There the first person he saw was his father.
“Oh, dad!” said the boy, dancing up to his parent, and putting his little hand in his.
“Well Ralph, old man,” said the great traveller, lifting the boy to his shoulder, “and how are you this afternoon?”
“Werry well,” said Ralph, “nearly quite well,” he added.
“And how is our other invalid, Harriet Lane?”
“She is better, father. Dear Harriet has been awfu’ bad. Did you guess, father, how bad she was?”
“No, my son: and I don’t think she was as bad as all that, for the doctor did not tell me so.”
“But she telled me her own self. She wouldn’t tell a lie, would Harriet.”
“Only, Ralph, when people are ill, they imagine they are much worse than they really are. That was the case with Harriet. She will be all right now in a day or two, and you can enjoy yourself as soon as possible.”
“Oh yes; oh yes!” said Ralph. He clasped one arm round his father’s neck. “Why has you got such a big brown neck?”
“Because, I suppose, I am a big brown man.”
“I love brown men ever so,” said Ralph.
“That is right.”
“And I love you best of all; and – and Harriet, and Robina. I has got three very great special friends – you, and Harriet, and Robina.”
“Why do you put them like that, Ralph?” answered his father, a certain uneasiness in his tone. “You mean it this way: you love father first – that is quite right – then comes Robina, then Harriet.”
“It used to be like that,” said Ralph, in a very low tone.

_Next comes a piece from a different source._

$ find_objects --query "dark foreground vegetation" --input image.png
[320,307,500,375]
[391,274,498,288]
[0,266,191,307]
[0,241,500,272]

“And it is still, my son; it is still.”
Ralph fidgetted, and was silent. After a time he said:
“Put me down please, father.”
Mr Durrant obeyed.
“Take my hand, father,” said Ralph, “I want to lead you somewhere.”
Mr Durrant took the little hand. Ralph conducted his father to the edge of the round pond.
“Does you see the water over there?” said Ralph, “just over there where the lilies grow?”
“Of course, my dear boy.”
“And does you see the branch of the willow tree?”
“Well, yes, Ralph; having eyes, I see both the lilies and the willow tree.”
“Could you make a great, great guess, father, about how deep the water is there?”
“Roughly speaking,” said Mr Durrant, “I should say the water in that part was from seven to eight feet deep.”
Ralph straightened himself and looked full up at his father.
“I isn’t eight feet high, is I?”
Mr Durrant laughed.
“You little man,” he said, “you are not four feet yet.”
“Then if I was to stand bolt upright in that water where the lilies grow, I’d be drownded dead as dead could be?”
“Were such a thing to happen, you would be.”
“But if somebody swimmed out, somebody very, very brave, and clutched me, and brought me back to shore, I wouldn’t be a drownded boy; I’d be a saved boy,” said Ralph.
“That is true.”
“I’d most likely,” continued Ralph, “love that person very much.”